In this exercise, you will use RNNs to predict the stock market evolution.

Stock market can be seen as a sequence of values (each day could be a time step), and thus you can predict the closing value of the next day, knowing the past.

## Data exploration

First, load the dataset `all_stocks_5yr.csv`, which contains all the stock market values over 5 years for many companies. Feel free to explore it.

In [None]:
# TODO: Load the dataset and explore it


The column name represent the codename of the stock, for example `'AAL'` stands for American Airlines, `'AAPL'` for Apple, and so on... You can check a company by googling the codename.

Select a company for which you have enough information (i.e. a lot of datapoints, at least 1000), and plot the `close` value of this stock as a function of time. Let's say this represents the stock market evolution.

In [None]:
# TODO: Plot the stock market evolution of a given name


> Optional: for those who want a more accurate representation of the stock market, a really common visualization is the candlesticks. One can plot them using the matplotlib finance library https://github.com/matplotlib/mplfinance

In [None]:
# Optional: plot the candlesticks


## Data preparation

We will now try to make a prediction of this close value of a day, based on all the features (`open`, `high`, `low`, `close`, `volume`) of the 30 past days. This value of 30 days is often called the **lookback**.

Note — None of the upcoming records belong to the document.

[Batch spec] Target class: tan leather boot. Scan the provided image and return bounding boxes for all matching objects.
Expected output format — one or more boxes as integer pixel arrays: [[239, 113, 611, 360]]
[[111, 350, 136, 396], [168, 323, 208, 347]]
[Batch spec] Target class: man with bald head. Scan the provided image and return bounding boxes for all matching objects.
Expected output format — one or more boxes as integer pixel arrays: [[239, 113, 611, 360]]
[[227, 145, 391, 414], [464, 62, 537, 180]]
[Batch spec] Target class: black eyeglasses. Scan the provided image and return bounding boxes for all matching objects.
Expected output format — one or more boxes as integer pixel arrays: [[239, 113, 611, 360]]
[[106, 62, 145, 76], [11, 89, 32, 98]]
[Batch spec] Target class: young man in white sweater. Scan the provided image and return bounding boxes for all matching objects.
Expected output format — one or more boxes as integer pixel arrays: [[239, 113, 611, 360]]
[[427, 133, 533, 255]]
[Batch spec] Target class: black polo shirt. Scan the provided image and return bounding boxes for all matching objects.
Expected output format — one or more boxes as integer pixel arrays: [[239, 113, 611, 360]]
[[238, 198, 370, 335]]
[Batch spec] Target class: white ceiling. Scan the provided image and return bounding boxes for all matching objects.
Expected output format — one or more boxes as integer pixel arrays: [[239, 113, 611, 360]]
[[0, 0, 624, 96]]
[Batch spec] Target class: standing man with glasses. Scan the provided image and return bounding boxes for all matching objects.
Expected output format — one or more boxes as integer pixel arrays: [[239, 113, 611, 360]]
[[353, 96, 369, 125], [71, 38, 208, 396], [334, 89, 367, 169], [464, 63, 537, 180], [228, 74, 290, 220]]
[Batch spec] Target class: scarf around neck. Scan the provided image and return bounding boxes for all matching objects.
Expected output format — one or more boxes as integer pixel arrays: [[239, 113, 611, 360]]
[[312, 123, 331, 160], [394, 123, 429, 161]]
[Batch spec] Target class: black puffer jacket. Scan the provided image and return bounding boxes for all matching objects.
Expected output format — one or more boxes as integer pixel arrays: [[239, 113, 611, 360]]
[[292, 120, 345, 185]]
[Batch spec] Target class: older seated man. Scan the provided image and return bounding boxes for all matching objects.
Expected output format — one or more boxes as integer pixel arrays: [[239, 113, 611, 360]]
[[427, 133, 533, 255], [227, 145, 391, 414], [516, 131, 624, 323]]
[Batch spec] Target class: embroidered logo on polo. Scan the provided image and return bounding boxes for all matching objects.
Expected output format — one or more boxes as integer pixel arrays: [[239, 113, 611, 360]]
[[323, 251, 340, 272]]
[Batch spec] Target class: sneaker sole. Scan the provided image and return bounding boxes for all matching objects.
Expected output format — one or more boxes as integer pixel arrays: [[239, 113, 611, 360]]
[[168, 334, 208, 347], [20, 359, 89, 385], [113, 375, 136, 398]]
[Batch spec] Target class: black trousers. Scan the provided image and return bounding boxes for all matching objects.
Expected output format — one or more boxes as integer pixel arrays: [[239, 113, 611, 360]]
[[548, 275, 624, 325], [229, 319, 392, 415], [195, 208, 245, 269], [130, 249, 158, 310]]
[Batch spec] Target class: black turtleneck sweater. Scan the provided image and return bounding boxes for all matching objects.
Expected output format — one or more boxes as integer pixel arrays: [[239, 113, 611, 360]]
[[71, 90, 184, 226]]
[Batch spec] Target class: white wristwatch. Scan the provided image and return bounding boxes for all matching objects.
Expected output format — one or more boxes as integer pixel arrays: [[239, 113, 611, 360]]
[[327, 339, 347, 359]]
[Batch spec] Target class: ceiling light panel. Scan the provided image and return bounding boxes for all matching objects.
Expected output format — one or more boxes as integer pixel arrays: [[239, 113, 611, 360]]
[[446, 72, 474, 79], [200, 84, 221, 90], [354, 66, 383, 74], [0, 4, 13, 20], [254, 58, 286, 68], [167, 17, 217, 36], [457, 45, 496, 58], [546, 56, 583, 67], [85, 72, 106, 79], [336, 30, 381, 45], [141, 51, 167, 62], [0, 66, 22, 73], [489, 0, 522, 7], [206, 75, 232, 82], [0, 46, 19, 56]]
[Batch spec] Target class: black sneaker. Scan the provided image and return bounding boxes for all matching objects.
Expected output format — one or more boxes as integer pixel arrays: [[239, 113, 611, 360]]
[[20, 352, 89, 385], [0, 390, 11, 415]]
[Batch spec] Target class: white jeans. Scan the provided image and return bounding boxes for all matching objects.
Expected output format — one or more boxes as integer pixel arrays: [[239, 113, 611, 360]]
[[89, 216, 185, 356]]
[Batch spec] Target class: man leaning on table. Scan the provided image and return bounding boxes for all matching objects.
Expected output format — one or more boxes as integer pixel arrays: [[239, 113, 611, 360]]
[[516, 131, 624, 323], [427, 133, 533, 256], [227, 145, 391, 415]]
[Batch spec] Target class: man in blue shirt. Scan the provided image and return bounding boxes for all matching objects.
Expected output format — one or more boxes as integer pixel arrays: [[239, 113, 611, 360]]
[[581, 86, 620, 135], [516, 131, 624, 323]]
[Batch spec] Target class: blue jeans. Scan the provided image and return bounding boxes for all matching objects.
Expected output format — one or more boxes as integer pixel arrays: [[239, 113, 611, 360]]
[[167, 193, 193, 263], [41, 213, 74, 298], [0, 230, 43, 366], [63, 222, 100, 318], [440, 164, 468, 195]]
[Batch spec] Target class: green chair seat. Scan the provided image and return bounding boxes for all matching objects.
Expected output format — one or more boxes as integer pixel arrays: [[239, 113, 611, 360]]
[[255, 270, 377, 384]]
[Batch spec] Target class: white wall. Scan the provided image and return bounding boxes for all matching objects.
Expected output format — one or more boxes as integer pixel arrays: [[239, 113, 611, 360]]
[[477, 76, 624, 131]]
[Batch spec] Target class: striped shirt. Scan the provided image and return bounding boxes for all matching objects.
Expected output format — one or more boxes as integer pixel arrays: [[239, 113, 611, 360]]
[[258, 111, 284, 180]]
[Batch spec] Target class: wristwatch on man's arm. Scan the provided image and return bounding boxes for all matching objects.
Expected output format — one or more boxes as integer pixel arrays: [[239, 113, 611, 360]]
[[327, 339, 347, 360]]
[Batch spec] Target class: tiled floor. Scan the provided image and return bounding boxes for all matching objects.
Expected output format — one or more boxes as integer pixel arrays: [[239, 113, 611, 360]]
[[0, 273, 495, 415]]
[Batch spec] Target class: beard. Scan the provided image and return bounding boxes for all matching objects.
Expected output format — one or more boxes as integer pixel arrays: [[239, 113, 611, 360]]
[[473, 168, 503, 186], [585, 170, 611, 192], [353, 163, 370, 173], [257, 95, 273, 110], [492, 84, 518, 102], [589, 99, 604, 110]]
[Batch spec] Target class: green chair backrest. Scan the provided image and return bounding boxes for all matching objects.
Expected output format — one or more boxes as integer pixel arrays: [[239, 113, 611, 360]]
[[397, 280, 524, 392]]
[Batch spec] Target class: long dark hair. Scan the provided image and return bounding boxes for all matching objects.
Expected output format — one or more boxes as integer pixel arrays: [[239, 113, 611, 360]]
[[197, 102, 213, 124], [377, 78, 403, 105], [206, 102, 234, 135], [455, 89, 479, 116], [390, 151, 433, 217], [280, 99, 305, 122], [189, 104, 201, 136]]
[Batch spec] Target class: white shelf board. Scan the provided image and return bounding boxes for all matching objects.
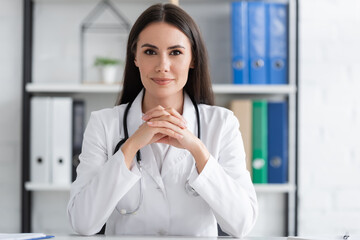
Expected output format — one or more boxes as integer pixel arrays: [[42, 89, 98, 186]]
[[26, 83, 296, 94], [25, 182, 295, 193], [213, 84, 296, 94], [26, 83, 121, 93], [254, 183, 296, 193], [25, 182, 71, 191]]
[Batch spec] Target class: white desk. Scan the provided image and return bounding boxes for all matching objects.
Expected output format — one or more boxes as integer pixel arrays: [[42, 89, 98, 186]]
[[49, 234, 287, 240]]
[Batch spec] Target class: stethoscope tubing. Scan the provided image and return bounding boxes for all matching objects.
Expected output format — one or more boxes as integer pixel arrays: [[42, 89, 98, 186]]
[[114, 92, 201, 215]]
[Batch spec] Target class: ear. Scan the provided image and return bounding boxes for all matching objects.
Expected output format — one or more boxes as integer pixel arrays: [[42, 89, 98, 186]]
[[134, 58, 139, 67], [189, 59, 195, 68]]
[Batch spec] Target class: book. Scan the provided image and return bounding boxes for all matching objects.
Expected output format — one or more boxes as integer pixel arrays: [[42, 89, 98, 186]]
[[51, 97, 72, 184], [268, 101, 289, 183], [30, 96, 52, 183], [231, 1, 249, 84], [248, 1, 267, 84], [252, 100, 268, 183], [229, 99, 252, 174], [266, 3, 288, 84], [71, 100, 85, 181]]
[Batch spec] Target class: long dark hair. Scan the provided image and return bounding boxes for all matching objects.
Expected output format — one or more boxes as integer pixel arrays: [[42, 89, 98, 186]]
[[116, 3, 214, 105]]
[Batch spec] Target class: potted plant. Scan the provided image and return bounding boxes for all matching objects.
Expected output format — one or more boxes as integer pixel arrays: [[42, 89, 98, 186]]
[[94, 57, 123, 83]]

But before going further, you might want to consider to rescale your data, using for example a standard scaler.

In [None]:
# TODO: normalize the data


We now need to create the (X, y) dataset.

Let's have a example to understand what to do:

First, let's consider your action `Name` has 100 lines for the example.

Since you need the past 30 days to predict a value, you are not able to perform any prediction in the first 30 days.

Then the `X` values should contain, in each line, a table of 30 days and 5 features (`open`, `high`, `low`, `close`, `volume`). So that the final `X` array will have the shape `(70, 30, 5)`:
- 70 is the number of samples, and is 100 days minus 30 for the lookback
- 30 for the past 30 days, this is the lookback
- 5 for the features `open`, `high`, `low`, `close`, `volume`

This `y` values should be the `close` values of the days 31 to last (indeed, `y` can not contain the 30 first days, since we need 30 days of X to predict anything). So the final `y` array will have the shape `(70, 1)` (or equivalently `(70,)`).

In [None]:
# TODO: compute X and y


You already know the next step: split the data. 
> Be careful, we need to keep the order in sequence!

In [None]:
# TODO: Split the data


## Model training and evaluation

Now that the data is ready, build a RNN model (for example begin with 2 layers of 16 units), compile it and train it.

In [None]:
# TODO: Build and train your RNN model


Plot the results: display on the same plot `y_train`, `y_test` and the prediction of `y_test`.

In [None]:
# TODO: Plot the results


You can try to improve your model by adding as features the information of other actions. As you know, in stock market, most of the information that impacts it is out of the stock market information itself.

## Backtesting

In real life, traders backtest a trading strategy in order to check if it works.

The principle is the following:
- You define a strategy: for example buy when prediction of next day increases, sell when prediction of next day decreases
- You test this strategy on test dataset with real data, with a given amount of money for start
- You compare your relative return to the market return
- If the relative return is greater than 1, and you don't lose money at the end, your strategy is worth trying in real life

Feel free to implement a backtesting of your model with a given strategy.